Fundraising to buy the site began in 1934 and continued until 1938. Helen Storrow contributed £100. A competition was held for a typically Australian round, to be sold to raise funds. The winning song, Kookaburra, by Marion Sinclair, was sung at the 1934 Scout Jamboree in the presence of Lord and Lady Baden-Powell.

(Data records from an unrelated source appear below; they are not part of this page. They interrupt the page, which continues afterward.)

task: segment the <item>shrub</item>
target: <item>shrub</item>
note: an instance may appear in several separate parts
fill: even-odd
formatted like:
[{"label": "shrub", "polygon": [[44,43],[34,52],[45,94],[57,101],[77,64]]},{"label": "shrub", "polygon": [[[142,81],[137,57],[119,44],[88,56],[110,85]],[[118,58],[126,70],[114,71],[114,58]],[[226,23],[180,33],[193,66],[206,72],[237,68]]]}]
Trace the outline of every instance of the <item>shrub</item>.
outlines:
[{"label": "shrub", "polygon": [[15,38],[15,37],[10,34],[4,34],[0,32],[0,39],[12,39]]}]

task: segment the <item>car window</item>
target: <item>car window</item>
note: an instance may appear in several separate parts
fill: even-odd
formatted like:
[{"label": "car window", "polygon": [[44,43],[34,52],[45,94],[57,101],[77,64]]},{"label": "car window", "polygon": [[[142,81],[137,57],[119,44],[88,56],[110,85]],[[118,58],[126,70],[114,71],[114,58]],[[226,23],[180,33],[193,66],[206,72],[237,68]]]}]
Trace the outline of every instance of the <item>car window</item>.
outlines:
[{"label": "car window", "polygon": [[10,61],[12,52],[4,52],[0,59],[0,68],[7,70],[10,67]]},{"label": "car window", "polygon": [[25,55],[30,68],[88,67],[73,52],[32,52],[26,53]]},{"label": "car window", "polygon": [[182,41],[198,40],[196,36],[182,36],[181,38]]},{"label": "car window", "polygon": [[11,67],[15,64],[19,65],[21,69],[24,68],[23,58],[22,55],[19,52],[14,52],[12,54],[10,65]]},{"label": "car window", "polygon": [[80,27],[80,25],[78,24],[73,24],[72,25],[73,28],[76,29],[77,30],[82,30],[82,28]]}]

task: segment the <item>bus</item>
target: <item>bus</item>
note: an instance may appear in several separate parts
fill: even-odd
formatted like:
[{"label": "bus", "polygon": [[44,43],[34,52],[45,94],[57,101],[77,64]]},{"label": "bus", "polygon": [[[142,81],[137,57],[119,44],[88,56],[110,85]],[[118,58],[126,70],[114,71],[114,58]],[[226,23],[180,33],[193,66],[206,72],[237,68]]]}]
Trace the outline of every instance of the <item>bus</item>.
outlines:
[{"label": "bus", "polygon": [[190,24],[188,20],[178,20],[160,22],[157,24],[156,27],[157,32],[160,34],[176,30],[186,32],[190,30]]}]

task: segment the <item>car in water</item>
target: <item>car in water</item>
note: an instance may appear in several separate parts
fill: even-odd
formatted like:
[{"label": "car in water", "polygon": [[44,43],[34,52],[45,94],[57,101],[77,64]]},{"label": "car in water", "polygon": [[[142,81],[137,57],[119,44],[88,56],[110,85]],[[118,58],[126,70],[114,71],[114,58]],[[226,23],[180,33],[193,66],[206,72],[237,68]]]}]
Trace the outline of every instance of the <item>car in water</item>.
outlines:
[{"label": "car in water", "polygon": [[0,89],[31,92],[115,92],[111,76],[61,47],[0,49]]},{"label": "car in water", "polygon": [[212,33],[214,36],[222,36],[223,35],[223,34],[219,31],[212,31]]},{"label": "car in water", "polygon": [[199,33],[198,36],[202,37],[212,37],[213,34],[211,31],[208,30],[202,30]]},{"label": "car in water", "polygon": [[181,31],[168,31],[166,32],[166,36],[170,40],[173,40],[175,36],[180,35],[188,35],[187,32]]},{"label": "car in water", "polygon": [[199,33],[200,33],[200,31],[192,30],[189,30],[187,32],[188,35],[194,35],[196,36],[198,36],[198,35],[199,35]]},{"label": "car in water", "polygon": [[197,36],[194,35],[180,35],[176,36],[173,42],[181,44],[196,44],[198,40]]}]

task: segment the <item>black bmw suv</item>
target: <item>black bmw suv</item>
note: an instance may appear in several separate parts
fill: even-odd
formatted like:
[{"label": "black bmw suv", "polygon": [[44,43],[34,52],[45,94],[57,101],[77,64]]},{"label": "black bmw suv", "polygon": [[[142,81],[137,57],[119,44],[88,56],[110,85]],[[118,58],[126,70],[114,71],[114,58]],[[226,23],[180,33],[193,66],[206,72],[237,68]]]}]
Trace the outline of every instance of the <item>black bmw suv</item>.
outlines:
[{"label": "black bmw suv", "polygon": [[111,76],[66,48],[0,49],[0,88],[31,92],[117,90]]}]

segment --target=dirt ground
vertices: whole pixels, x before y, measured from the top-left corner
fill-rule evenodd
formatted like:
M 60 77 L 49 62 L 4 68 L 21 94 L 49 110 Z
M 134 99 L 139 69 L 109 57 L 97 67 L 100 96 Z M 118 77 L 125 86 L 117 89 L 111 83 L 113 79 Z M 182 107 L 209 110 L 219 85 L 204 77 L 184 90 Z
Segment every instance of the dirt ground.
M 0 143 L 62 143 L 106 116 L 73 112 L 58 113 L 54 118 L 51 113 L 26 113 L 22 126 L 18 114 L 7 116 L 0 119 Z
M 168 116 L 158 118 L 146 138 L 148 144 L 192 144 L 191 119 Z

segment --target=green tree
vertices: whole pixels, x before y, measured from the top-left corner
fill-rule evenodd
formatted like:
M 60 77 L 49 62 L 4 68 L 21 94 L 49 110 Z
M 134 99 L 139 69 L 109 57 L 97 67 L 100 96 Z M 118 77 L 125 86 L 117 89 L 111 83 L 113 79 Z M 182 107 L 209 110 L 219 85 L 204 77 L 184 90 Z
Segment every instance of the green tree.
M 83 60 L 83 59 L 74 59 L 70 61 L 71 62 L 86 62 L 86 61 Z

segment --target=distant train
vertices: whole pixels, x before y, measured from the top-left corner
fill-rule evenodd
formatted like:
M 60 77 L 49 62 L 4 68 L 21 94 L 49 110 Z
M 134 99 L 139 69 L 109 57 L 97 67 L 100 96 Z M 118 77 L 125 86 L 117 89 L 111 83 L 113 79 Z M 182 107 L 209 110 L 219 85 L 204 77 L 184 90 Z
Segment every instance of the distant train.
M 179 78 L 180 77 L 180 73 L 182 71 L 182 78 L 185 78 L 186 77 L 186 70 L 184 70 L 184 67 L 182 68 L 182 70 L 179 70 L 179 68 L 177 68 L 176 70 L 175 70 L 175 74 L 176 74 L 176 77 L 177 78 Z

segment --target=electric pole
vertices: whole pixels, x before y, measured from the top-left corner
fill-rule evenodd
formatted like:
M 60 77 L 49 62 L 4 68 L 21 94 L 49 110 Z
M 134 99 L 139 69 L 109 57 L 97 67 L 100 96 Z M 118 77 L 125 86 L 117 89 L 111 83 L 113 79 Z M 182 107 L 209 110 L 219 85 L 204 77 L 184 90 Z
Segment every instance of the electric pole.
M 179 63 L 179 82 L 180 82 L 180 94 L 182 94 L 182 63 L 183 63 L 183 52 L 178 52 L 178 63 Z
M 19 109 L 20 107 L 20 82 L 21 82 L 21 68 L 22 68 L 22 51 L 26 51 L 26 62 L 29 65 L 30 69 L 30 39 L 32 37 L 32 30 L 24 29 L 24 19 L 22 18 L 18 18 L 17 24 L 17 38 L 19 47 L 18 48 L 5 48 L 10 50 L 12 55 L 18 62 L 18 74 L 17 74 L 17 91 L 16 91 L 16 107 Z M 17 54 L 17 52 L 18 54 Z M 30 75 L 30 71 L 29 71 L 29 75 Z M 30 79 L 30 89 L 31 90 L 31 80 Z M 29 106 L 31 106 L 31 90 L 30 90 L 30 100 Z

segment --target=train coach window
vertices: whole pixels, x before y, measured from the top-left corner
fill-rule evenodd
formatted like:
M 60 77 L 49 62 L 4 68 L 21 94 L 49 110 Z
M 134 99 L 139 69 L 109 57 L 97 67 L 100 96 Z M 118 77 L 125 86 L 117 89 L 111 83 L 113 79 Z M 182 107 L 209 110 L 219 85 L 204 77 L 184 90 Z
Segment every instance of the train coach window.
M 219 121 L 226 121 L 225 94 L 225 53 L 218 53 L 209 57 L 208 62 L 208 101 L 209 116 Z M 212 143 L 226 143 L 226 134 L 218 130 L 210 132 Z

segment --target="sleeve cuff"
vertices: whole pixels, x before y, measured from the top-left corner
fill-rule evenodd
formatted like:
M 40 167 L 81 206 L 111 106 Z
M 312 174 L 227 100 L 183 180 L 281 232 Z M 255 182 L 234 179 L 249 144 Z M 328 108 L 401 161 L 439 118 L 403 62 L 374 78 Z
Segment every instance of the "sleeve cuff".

The opening ceremony was planned to be held in January 1939, with Lord Hampton representing Lord Baden-Powell, the founder of Guiding worldwide. Bushfires in Victoria made this impossible, and the event was rescheduled for September 1939. The outbreak of World War II forced the cancellation of the ceremony entirely. Despite this, the first camps on the site were held in 1939. A large fête called 'Walkabout' had been planned to be held in the Melbourne Town Hall in the same year to raise money for the camp. The fête was held as planned, but the money raised (£1,000) was given to the Red Cross and to the Guide War Work for British evacuee children.

== Name ==
At the time of purchase, the property was known as "Britannia House". For many years after, both the house and the wider property were called simply "Guide House". In 1965, it was decided that this was too confusing. After much consideration, the name "Britannia Park" was chosen, incorporating the initials of the Founder and the old name of the property. The house is still called "Guide House"

==Facilities==
Guide House sleeps twenty-eight people. The Camberwell Room is the main living room in Guide House and is named after the Camberwell District who originally gave the money to furnish it. A blanket made from the wool of a Confederate soldier's uniform, donated by Helen Storrow, hangs in the Camberwell Room. There are several other smaller buildings that to accommodate other groups sizes and for some memorabilia kept on site.

==Events==
===Southern Cross===
Southern Cross was an international camp held here in 1970.

===State Camps===
State Camps were held approximately every three years during the January school holidays. At some time this was changed (possibly due to water restrictions and bush fire danger) to be held in the September School Holidays.
- 1964, State Camp 'Tartandi'
- 1967.
- 1970
- 1973 : 'Wirake'
- 1976
- 1979
- 1982, 'Alterama'
- 1987, 'Milpara'.
- 2007 'Tikana' was held, commemorating 100 years since Baden-Powell's initial Brownsea Island Scout camp in 1907
- 2010 'ACE' camp transferred to Geelong due to fire risk during the January school holidays.

===Australian Centenary Event===
The Australian Centenary Event (ACE), an international camp, was to be held at Britannia Park in January 2010. Due to increased potential fire risk at Britannia Park during the summer months, it was relocated by the organising committee to the Marcus Oldham College in Geelong.